Optimal thought and optimal fitness through reason, logic, science, passion, and wisdom.
The Post Hoc Fallacy
The Post Hoc Fallacy

The Post Hoc Fallacy

Post hoc, ergo propter hoc means, in Latin “after this, therefore because of this,” which is the name of the fallacy that “because an event occurred first, it must have caused this later event.” (From the Merriam-Webster Dictionary.)

Many commit this fallacy when they credit an improving economy to a current President or Presidential administration. While a President or administration can be a cause or a partial cause of an improving economy, the cause, in part or whole, is usually some set of factors that stretch back years, and has nothing to do with a current President.

And many commit this in blaming a person for some event or some crime, even though there is no causal tie.

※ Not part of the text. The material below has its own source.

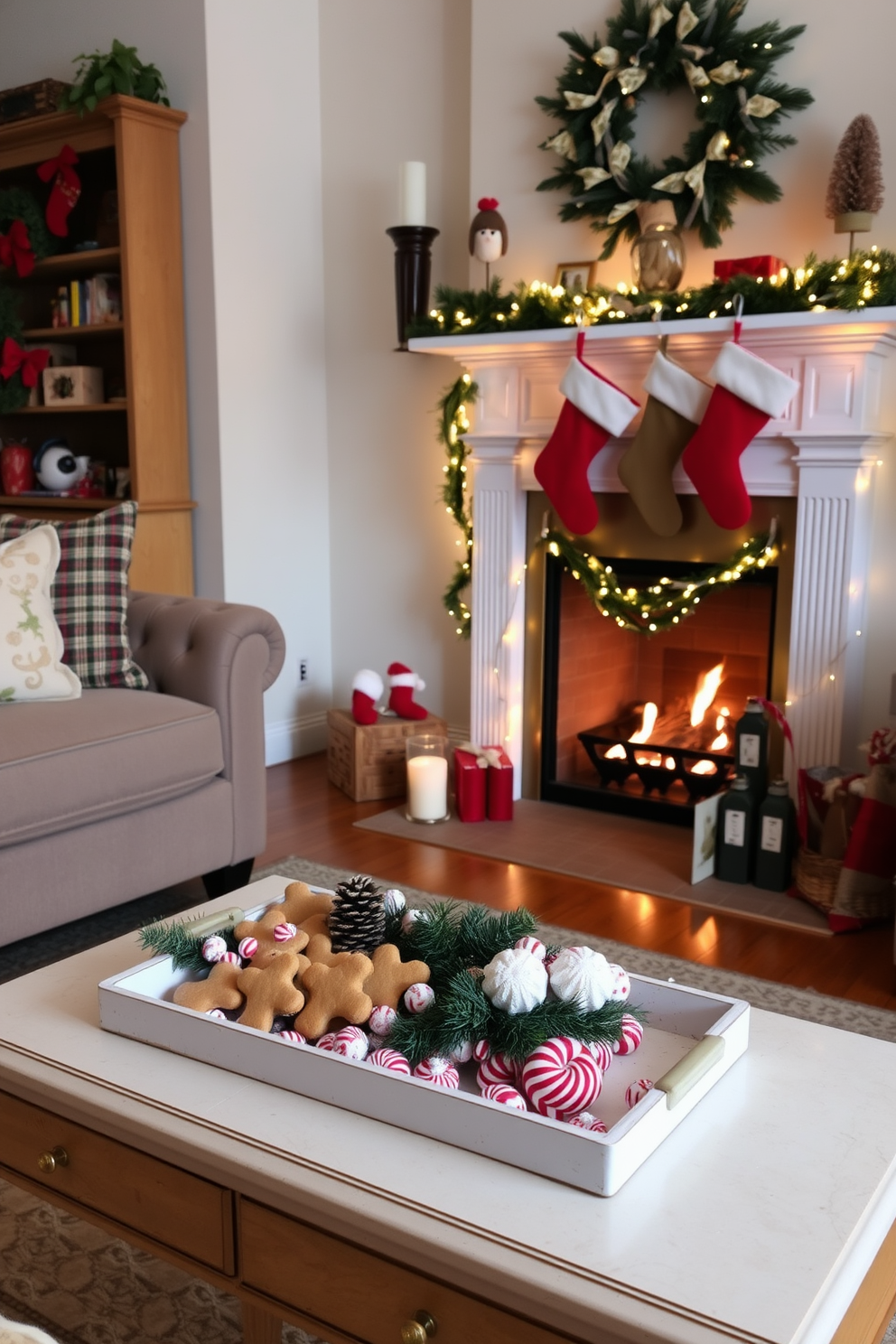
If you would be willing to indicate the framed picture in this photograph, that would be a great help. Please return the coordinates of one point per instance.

But note that, in contrast and on the other hand, causation does mean that events will follow in sequence: there is a before and after. It’s just that “there is a before and after” does not by itself mean there is a causal relationship.

Temporal sequences you can think of as the broader category of which casual sequences are part, just as animal is the broader category of which humans are part.

After you get some bacteria or virus (and given an immune system and animal self not able to fight it successfully), you will get sick. Cause and effect.

After you deplete some key nutrient because of a diet that is not species-appropriate, you will suffer a disease. Cause and effect.

But, on the other hand, trying some diet and claiming, after only a few months, that it makes you feel better so it’s the diet everyone should follow, is not, on its own,. causation. It’s the post hoc fallacy. And “I feel better” is not at all the same as “I am in fact functioning optimally in every human biological parameter.” While being species-appropriate will lead, in normal contexts, to feeling good, “feeling good” is not science or understanding or a whole truth.